Crissy Garner didn’t know where to turn when her local textile mill in Halifax County closed down. As a single parent, she had been working two to three jobs to provide for her family. She knew she needed to learn new skills to find a new job, but she didn’t have the time to return to school for several years.

Garner turned to Halifax Community College, where she received tutoring, student support services, and advisement. After graduating in Spring 2012 with honors, she is now working with the elderly in a satisfying allied health career.


Garner is just one of many of the dislocated workers in rural communities.
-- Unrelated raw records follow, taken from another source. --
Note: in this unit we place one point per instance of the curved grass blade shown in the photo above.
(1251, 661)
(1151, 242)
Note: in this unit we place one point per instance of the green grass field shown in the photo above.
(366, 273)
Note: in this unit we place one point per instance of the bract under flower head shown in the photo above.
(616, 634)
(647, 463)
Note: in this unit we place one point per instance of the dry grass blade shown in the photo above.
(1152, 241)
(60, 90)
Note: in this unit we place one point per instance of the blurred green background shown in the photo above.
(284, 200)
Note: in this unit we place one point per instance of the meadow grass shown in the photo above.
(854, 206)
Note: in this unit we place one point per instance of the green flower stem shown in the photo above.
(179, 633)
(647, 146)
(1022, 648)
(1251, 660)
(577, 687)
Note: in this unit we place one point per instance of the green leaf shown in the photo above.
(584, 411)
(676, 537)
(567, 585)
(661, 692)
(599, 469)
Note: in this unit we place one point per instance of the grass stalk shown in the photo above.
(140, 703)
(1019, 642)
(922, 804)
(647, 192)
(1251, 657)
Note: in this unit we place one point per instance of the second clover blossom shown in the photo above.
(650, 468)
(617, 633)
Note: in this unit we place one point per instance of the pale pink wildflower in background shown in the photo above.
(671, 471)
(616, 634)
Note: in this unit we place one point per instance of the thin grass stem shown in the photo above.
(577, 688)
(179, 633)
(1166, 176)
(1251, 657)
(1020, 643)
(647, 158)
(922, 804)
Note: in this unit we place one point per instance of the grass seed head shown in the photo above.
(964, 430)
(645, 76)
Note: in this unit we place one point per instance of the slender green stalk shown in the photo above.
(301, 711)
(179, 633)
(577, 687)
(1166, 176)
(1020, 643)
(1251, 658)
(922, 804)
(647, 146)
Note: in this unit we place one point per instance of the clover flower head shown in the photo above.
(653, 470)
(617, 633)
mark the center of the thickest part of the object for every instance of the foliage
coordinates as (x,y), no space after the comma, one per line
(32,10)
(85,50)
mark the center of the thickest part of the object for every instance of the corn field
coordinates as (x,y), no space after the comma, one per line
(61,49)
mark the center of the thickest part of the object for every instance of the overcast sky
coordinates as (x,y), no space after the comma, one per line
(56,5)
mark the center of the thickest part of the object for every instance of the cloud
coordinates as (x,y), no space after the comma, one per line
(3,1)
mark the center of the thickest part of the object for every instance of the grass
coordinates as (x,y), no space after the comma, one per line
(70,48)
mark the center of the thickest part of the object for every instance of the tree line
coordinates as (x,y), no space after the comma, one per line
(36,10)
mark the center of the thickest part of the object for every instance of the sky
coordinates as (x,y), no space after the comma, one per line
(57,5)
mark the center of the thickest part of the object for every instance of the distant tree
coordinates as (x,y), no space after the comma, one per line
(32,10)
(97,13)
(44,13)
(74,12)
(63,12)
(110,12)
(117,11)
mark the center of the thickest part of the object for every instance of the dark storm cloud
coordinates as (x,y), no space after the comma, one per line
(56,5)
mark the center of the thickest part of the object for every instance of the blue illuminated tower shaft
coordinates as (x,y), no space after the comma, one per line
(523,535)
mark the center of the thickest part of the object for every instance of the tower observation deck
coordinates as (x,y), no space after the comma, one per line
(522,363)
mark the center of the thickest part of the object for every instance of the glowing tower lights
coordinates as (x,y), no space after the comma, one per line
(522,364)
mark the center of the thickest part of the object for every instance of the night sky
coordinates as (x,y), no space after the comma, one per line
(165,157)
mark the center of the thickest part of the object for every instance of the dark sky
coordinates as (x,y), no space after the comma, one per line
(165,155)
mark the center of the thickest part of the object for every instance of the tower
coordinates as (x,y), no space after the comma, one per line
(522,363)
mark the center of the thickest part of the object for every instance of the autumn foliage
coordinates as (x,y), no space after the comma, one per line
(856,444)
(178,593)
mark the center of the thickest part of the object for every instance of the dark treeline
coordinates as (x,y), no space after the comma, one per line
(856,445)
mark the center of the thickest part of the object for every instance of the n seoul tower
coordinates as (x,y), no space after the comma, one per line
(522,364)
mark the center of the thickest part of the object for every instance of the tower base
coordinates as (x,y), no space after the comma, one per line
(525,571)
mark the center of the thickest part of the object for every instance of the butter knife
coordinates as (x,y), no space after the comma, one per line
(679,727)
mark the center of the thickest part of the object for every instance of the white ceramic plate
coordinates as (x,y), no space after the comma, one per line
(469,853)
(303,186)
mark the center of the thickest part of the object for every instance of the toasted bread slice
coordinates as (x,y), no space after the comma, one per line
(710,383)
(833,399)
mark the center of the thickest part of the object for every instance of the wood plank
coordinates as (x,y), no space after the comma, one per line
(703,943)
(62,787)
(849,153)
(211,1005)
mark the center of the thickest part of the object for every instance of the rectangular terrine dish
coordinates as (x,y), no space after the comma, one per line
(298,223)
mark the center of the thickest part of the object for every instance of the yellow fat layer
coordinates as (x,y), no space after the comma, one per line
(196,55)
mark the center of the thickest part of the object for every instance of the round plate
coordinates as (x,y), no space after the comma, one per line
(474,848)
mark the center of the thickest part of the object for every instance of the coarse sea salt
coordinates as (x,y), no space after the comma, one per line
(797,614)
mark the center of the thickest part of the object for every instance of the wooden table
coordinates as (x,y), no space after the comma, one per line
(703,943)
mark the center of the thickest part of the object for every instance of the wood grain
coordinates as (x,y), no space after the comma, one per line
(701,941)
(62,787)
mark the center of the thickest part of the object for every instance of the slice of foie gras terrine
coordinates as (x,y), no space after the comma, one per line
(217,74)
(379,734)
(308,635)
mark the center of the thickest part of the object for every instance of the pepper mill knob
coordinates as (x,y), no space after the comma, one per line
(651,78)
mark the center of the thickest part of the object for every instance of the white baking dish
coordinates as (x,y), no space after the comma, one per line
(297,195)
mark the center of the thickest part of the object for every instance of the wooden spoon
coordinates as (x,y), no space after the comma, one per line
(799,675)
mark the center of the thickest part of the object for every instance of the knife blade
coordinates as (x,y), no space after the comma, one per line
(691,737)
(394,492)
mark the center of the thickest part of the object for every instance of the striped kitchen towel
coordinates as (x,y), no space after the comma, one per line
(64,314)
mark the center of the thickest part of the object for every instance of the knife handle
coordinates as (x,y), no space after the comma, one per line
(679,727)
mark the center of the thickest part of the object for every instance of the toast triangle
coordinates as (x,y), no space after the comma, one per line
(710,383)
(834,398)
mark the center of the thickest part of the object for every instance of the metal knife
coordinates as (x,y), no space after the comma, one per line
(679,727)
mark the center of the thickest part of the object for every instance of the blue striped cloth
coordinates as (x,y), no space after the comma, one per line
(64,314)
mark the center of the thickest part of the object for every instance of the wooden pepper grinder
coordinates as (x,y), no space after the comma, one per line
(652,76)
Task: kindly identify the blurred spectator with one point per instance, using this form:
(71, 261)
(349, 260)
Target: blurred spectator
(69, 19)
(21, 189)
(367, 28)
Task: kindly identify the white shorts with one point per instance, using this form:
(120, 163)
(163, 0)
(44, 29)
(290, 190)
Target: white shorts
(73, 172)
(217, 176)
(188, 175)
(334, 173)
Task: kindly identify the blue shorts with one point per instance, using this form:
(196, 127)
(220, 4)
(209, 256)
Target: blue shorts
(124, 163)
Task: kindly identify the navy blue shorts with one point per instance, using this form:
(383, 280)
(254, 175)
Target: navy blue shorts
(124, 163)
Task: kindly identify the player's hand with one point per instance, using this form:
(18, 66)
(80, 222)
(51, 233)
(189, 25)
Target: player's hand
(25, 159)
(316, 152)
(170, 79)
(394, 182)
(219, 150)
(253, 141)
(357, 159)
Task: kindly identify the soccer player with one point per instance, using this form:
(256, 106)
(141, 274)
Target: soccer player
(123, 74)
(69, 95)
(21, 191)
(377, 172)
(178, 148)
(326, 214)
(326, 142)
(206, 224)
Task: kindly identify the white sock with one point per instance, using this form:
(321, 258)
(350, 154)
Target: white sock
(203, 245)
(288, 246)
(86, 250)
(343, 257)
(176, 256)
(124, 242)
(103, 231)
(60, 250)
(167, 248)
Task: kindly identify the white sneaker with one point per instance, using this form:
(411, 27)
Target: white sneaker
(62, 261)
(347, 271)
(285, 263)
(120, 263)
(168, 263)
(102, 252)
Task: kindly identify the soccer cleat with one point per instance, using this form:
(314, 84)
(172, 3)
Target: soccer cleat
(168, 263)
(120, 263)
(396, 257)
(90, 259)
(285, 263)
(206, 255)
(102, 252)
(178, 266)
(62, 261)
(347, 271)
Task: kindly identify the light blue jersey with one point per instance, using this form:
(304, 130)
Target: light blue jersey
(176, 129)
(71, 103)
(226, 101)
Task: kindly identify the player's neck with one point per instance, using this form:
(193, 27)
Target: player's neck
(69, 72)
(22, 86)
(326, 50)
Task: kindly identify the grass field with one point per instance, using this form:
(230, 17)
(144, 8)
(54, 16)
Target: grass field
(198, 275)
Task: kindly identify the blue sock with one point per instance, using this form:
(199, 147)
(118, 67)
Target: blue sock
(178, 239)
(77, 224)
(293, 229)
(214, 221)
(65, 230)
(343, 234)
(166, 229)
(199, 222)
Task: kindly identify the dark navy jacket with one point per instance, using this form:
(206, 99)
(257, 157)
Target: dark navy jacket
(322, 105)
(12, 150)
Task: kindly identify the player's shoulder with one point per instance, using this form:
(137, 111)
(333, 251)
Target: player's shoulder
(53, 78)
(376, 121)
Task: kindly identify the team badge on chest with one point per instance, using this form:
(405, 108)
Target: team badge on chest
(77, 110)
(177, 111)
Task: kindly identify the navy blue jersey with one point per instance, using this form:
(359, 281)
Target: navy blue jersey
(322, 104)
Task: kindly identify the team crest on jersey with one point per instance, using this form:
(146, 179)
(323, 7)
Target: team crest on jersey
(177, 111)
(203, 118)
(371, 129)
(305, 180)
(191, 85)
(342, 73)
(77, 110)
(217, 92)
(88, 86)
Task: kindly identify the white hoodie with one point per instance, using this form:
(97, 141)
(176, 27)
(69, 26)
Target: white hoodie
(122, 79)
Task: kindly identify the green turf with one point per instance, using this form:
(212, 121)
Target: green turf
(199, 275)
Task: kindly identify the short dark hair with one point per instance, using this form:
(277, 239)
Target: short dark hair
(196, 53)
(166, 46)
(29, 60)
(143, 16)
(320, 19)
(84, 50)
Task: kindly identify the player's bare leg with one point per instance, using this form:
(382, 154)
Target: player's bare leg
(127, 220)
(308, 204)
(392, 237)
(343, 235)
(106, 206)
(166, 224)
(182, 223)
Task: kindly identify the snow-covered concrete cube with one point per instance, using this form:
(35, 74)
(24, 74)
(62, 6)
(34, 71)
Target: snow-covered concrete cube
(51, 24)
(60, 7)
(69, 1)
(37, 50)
North Carolina’s unemployment rate now hovers at 9 percent, half of whom are unable to secure a job within six months. These workers are more likely to drain their savings, experience difficulty meeting basic family needs, and face significant challenges in finding work. At the same time, however, the demand for a skilled healthcare workforce continues to increase. In fact, healthcare jobs in N.C. increased by 46 percent compared to 3 percent for the economy as a whole.


In 2011, IEI convened a working group of 40 North Carolina stakeholders representing healthcare employers, community colleges, workforce development boards, social services, funders and the long-term unemployed living in rural communities to study this challenge. The working group identified four key challenges that the long-term unemployed in rural communities may experience as they navigate the allied health pipeline, including career guidance, limited resources, individual supports and employer collaboration. As a result, they developed an allied health demonstration model for these individuals to navigate the process of learning about these jobs, developing the needed skill sets and finding a satisfying career.

After many months of hard work, the Turning Point Regional Health Sciences Partnership was awarded $100,000 from the North Carolina Rural Center to implement this allied health demonstration model.

“In rural communities, you have to grow your workforce… I believe this emerging opportunity to transition the long-term unemployed into allied health careers will benefit healthcare employers and citizens in the Turning Point region. Most of all, we hope to provide evidence of a prototype for rural communities to share.”

-Alice Schenall, Manager of Turning Point Health Sciences Partnership for Area L AHEC

Crissy Garner is not alone in her difficulties. However, with the help from this demonstration model, the long-term unemployed living in rural areas can make the transition into available, satisfying careers in allied health.